LAWS(SC)-1988-3-7

UNION OF INDIA Vs. E BASHYAN

Decided On March 11, 1988
UNION OF INDIA Appellant
V/S
E.BASHYAN Respondents

JUDGEMENT

(1.) This matter raises a question of mega-importance viz. whether failure to supply a copy of the Report of the Enquiry Officer to the delinquent before the Disciplinary Authority makes up his mind and records the finding of guilt as against him would constitute violation of Art. 311(2) of the Constitution of India and violation of principles of natural justice. This question appears to be res integra so far as this Court is concerned notwithstanding the contention of the learned counsel for the petitioner to the contrary. Counsel contends that the point is directly or at any rate by necessary implication covered in the petitioners favour. Reliance in this connection is placed on an order passed by a Bench comprising of three Hon'ble Judges of this Court in C.A. No. 537 of 1988 and on an order passed by a Bench comprising of two Hon'ble Judges of this Court in the Secy. Central Board of Excise and Customs v. K. S. Mahalingam (1986) 1 Scale 1308 : (AIR 1987 SC 1919). The facts of both these matters reveal that the Enquiry Officer's report was not made available to the delinquent before the Disciplinary Authority passed the final order recording the finding of guilt against him. But in the aforesaid two judgments to which our attention has been called, the sole issue in focus was regarding the necessity for serving a second show cause notice as regards the measure of penalty before the imposition of the penalty in the context of the agrument that such a notice is no more essential in view of the 42nd Amendment of the Constitution.

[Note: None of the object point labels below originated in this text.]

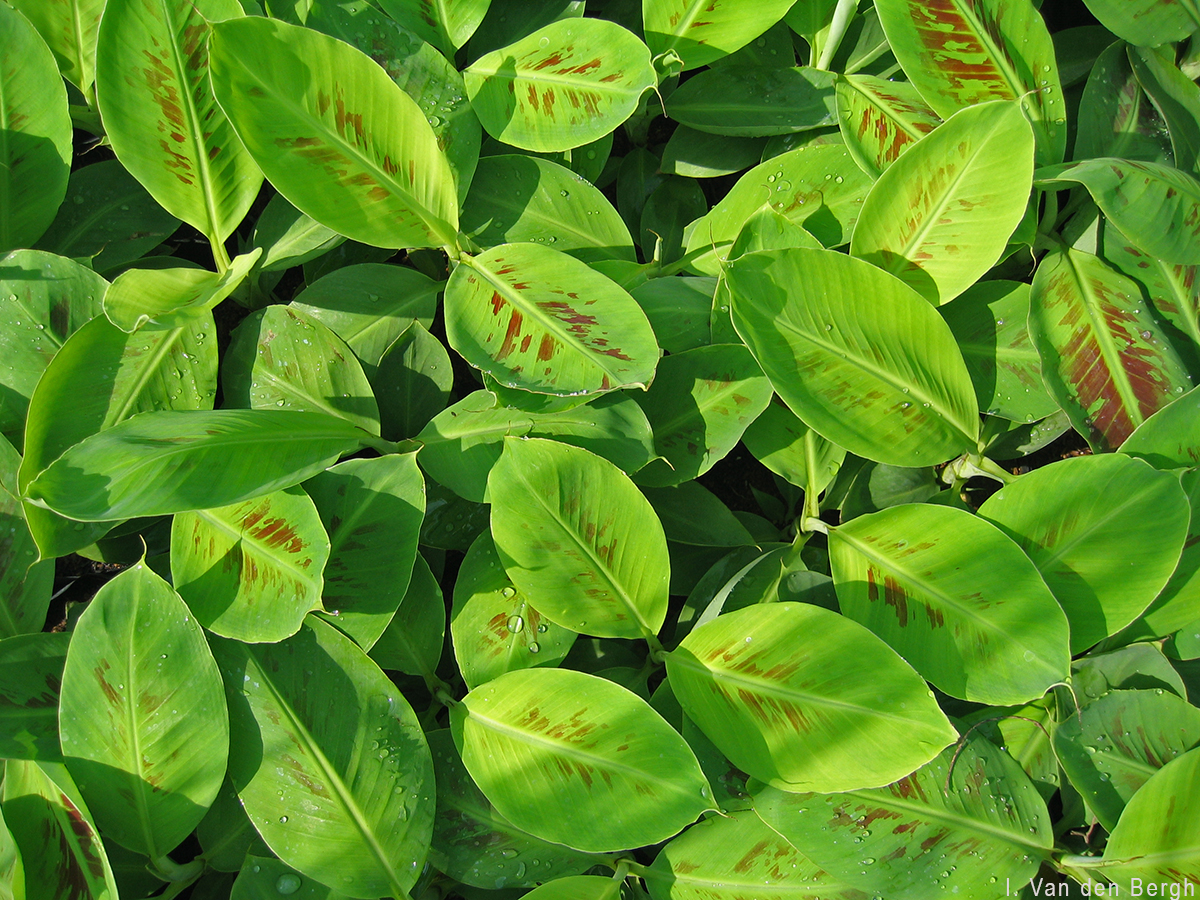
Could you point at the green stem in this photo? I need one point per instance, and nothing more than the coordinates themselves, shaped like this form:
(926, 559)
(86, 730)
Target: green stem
(841, 18)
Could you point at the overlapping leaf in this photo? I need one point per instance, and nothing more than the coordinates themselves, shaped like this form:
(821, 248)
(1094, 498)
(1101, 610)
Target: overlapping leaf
(325, 123)
(1104, 357)
(329, 761)
(251, 570)
(540, 321)
(856, 354)
(785, 690)
(955, 598)
(562, 87)
(941, 216)
(577, 760)
(143, 717)
(165, 124)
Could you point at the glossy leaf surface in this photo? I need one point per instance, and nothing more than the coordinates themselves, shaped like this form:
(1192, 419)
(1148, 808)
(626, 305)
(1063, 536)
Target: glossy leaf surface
(579, 539)
(532, 741)
(329, 760)
(955, 598)
(143, 717)
(565, 85)
(540, 321)
(184, 457)
(1102, 568)
(779, 688)
(941, 216)
(856, 354)
(166, 126)
(318, 115)
(251, 570)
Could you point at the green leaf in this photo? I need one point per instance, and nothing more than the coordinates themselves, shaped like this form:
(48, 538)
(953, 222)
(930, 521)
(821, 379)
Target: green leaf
(279, 358)
(477, 845)
(161, 117)
(701, 31)
(805, 700)
(817, 187)
(412, 383)
(540, 321)
(60, 847)
(143, 717)
(699, 406)
(1119, 742)
(35, 135)
(738, 858)
(579, 539)
(171, 297)
(567, 84)
(160, 463)
(370, 305)
(941, 216)
(858, 355)
(792, 450)
(412, 642)
(989, 321)
(1146, 23)
(534, 744)
(1116, 117)
(1150, 846)
(419, 70)
(107, 217)
(447, 24)
(522, 198)
(969, 816)
(372, 510)
(329, 761)
(880, 120)
(1170, 438)
(1158, 204)
(31, 667)
(755, 101)
(961, 53)
(465, 441)
(70, 28)
(251, 570)
(1104, 355)
(327, 124)
(1105, 532)
(495, 628)
(955, 598)
(100, 378)
(48, 298)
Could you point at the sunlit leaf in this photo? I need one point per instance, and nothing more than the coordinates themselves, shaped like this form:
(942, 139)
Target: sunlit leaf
(143, 717)
(533, 742)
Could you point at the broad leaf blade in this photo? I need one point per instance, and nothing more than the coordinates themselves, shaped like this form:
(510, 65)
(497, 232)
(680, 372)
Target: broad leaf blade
(955, 598)
(327, 124)
(856, 354)
(1104, 355)
(544, 322)
(143, 715)
(167, 462)
(579, 539)
(959, 53)
(35, 135)
(251, 570)
(154, 94)
(532, 741)
(329, 760)
(785, 689)
(562, 87)
(1105, 532)
(941, 216)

(2.) Now an Enquiry Officer merely makes his recommendations, by his report in the light of the evidence recorded by him and the submissions urged before him. The tentative view expressed by the Enquiry Officer may or may not be accepted by the Disciplinary Authority. It is the Disciplinary Authority who makes up his mind on the basis of the report and reaches the conclusion whether or not the delinquent is guilty. He may or may not accept the recommendations and may or may not accept the report. The Disciplinary Authority builds his final conclusion on the basis of his own assessment of evidence taking into account, the reasoning articulated in the Enquiry Officers Report and the recommendations made therein. If the report is not made available to the delinquent, this crucial material which enters into the consideration of the Disciplinary Authority never comes to be known to the delinquent and he gets no opportunity whatsoever to have a say in regard to this critical material at any point of time till the Disciplinary Authority holds him guilty or condemns him. Such would be the consequence even if the Enquiry Officer has found him to be blameless and recommended his exoneration in case the Disciplinary Authority has disagreed with the Enquiry Report. There can be glaring errors and omissions in the report. Or it may have been based on no evidence or rendered in disregard of or by overlooking evidence. Even, so the delinquent will have no opportunity to point out to the Disciplinary Authority about such errors and omissions and disabuse the mind of the Disciplinary Authority before the axe falls on him and he is punished. It appears to us to be a startling proposition to advance that the only authority which really and actually holds him guilty need not afford any opportunity to the person against whom such finding of guilt is recorded and the material on which he acts. It needs to be highlighted that serving a copy of the enquiry report on the delinquent to enable him to point out anomalies, if any, therein before the axe falls and before finding about guilt is recorded by the Disciplinary Authority is altogether a different matter from serving a second show cause notice to enable the delinquent in the context of the measure of the penalty to be imposed.

(3.) It appears to us that the Report of an Enquiry Officer is akin to a Report submitted by the Commissioner for taking accounts in a partnership suit to the Court wherein he summarises the evidence and expresses his opinion and records his tentative findings for the benefit of the Court. The Report of the Commissioner is no doubt taken into account by the Court but then the Court builds its conclusion only after making available the Report to the parties and after hearing the parties on the Commissioners Report. It would be a startling proposition to propound that the Court can accept or reject the Report of the Commissioner with or without modification, without even showing the same to the parties or without hearing the parties in the context of the report.